Принца одновременно бросило в жар и в холод. Да нет, это глупость какая-то, не может быть! Реагировать непроизвольно — так, как подсказывал инстинкт, — означало выставить себя в глупом свете. Принц должен вести себя величественно, спокойно, мужественно...
Но с другой стороны, о чем он думал только что? Он сошел с ума? Ведь он же принял решение всего несколько минут назад.
Имей мужество выставить себя в глупом свете...
Орамен развернулся, взял Дроффо за плечо и силой развернул его лицом к штольне.
— Идем, — сказал он, подталкивая Дроффо вперед, и начал протискиваться через группу рабочих, ждавших спуска. — Прошу прощения, прошу прощения, позвольте, прошу прощения, спасибо, прошу прощения, — спокойно говорил он.
— Ваше высочество? — услышал он голос Брофта.
Дроффо неохотно волочил ноги.
— Принц, — сказал он, когда они добрались до входа в штольню. И здесь — ни Воллирда, ни Баэрта.
— Беги, — вполголоса сказал Орамен. — Приказываю — беги. Быстрее. — Он повернулся к людям на платформе и закричал: — БЕГИТЕ! БЕГИТЕ ОТСЮДА!
Подтолкнув ничего не понимающего Дроффо, Орамен опрометью бросился мимо него вверх по штольне. Деревянные доски гулко откликались и сотрясались под ногами. Несколько мгновений спустя он услышал у себя за спиной стук каблуков Дроффо — то ли граф тоже почуял опасность, то ли, увидев бегущего Орамена, решил, что должен быть рядом с принцем.
«Как медленно мы бежим по сравнению со своими мыслями», — подумал Орамен.

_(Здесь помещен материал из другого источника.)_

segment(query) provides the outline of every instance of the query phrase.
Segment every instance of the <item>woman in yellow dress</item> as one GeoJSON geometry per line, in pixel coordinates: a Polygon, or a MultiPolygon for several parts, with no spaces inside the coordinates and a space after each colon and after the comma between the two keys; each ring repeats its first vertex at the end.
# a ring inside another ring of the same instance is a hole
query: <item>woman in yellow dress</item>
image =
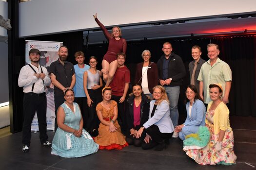
{"type": "MultiPolygon", "coordinates": [[[[229,110],[221,100],[222,86],[220,84],[212,84],[209,88],[212,101],[207,107],[205,126],[210,132],[210,140],[205,146],[201,148],[198,146],[186,146],[185,140],[183,151],[199,164],[236,164],[233,131],[229,123],[229,110]]],[[[203,135],[199,131],[197,133],[199,136],[203,135]]]]}

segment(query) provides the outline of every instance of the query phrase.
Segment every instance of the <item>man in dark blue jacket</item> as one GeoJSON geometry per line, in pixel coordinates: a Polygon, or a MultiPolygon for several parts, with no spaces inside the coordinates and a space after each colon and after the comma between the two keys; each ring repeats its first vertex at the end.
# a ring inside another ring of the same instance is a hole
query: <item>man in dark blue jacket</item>
{"type": "MultiPolygon", "coordinates": [[[[172,52],[172,44],[165,42],[163,44],[164,54],[158,62],[159,82],[165,88],[170,101],[170,116],[175,127],[178,125],[178,101],[180,85],[186,70],[181,58],[172,52]]],[[[173,137],[177,137],[177,133],[174,132],[173,137]]]]}

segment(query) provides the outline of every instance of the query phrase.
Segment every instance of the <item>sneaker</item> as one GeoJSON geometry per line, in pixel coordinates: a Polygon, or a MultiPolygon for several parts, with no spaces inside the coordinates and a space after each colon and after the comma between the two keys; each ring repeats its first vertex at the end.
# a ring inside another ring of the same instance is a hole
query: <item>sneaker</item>
{"type": "Polygon", "coordinates": [[[24,153],[28,153],[29,151],[29,148],[27,145],[24,145],[22,148],[22,152],[24,153]]]}
{"type": "Polygon", "coordinates": [[[172,136],[172,137],[173,138],[177,138],[178,136],[178,134],[177,132],[174,132],[172,136]]]}
{"type": "Polygon", "coordinates": [[[43,142],[43,143],[42,145],[43,145],[43,146],[47,146],[47,147],[48,146],[50,147],[52,146],[52,144],[49,142],[48,141],[43,142]]]}

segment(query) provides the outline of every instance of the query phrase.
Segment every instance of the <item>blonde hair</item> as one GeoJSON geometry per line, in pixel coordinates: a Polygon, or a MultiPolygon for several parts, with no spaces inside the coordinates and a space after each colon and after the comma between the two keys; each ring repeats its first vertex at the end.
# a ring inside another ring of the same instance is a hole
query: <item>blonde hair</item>
{"type": "Polygon", "coordinates": [[[158,102],[158,105],[160,104],[160,103],[163,100],[166,100],[168,102],[168,104],[170,104],[170,101],[169,101],[168,97],[167,96],[167,94],[166,94],[166,92],[165,91],[165,89],[164,88],[164,87],[160,85],[156,85],[155,87],[153,87],[153,93],[154,93],[154,91],[155,91],[155,89],[157,88],[160,89],[160,90],[161,90],[161,92],[163,94],[162,98],[161,99],[160,99],[160,101],[158,102]]]}
{"type": "Polygon", "coordinates": [[[111,31],[111,37],[114,38],[113,30],[115,28],[117,28],[119,30],[119,37],[120,38],[122,37],[122,32],[121,31],[121,29],[118,26],[115,26],[112,28],[112,31],[111,31]]]}

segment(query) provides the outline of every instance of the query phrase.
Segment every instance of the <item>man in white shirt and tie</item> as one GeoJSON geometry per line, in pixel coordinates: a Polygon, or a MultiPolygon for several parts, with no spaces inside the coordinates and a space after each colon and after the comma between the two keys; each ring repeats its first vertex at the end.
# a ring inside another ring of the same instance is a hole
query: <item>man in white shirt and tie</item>
{"type": "Polygon", "coordinates": [[[40,51],[32,49],[29,52],[31,63],[23,67],[19,76],[18,85],[23,87],[24,97],[22,151],[29,151],[31,138],[31,123],[36,113],[38,119],[41,144],[51,146],[46,134],[46,97],[45,86],[51,83],[47,70],[39,65],[40,51]]]}

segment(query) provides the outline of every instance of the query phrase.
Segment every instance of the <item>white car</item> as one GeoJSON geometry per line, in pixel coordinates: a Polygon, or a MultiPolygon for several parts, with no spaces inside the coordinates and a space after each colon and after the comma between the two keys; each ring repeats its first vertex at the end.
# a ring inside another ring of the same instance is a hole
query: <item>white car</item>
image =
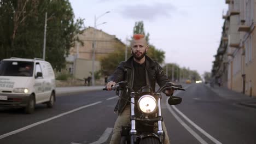
{"type": "Polygon", "coordinates": [[[35,105],[53,107],[55,77],[51,64],[42,59],[11,57],[0,62],[0,106],[23,107],[26,113],[35,105]]]}

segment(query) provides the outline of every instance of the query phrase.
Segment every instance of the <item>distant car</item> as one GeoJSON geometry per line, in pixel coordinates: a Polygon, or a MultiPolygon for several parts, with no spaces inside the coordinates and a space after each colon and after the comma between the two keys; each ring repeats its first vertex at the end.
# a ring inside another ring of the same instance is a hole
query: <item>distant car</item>
{"type": "Polygon", "coordinates": [[[36,104],[53,107],[55,100],[55,77],[49,62],[15,57],[0,62],[0,106],[22,107],[32,113],[36,104]]]}
{"type": "Polygon", "coordinates": [[[190,80],[186,80],[186,83],[191,83],[191,81],[190,80]]]}

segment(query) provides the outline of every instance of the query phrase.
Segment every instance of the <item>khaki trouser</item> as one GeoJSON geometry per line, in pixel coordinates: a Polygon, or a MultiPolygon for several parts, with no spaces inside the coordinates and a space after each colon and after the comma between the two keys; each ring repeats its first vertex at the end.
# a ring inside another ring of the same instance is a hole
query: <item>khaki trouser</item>
{"type": "MultiPolygon", "coordinates": [[[[118,116],[114,126],[110,144],[120,144],[121,126],[126,126],[129,124],[130,122],[130,111],[131,106],[127,105],[121,115],[118,116]]],[[[165,139],[164,140],[164,143],[170,144],[169,137],[168,136],[166,128],[164,122],[162,123],[162,129],[165,133],[165,139]]]]}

Вряд ли он мог бежать быстрее — ноги работали как поршни, руки двигались в такт бегу, легкие затягивали воздух, все действовало инстинктивно, и улучшить что-либо силой воли было невозможно. Но он чувствовал себя обманутым из-за того, что бешено работающий мозг никак не может внести свой вклад в усилия мускулов. Конечно, не исключено, что усилия эти напрасны. С точки зрения логики так и должно быть.
Он был слишком доверчивым. Даже наивным. За подобную слабость приходится платить. Иногда слабость сходила с рук, и ты избегал наказания — например, в тот день, когда заплатить пришлось Тоуву во дворе таверны (и возможно, Тоув заплатил справедливо). Но делать это все время невозможно. Такое не удавалось никому. Настал день, когда ему придется заплатить.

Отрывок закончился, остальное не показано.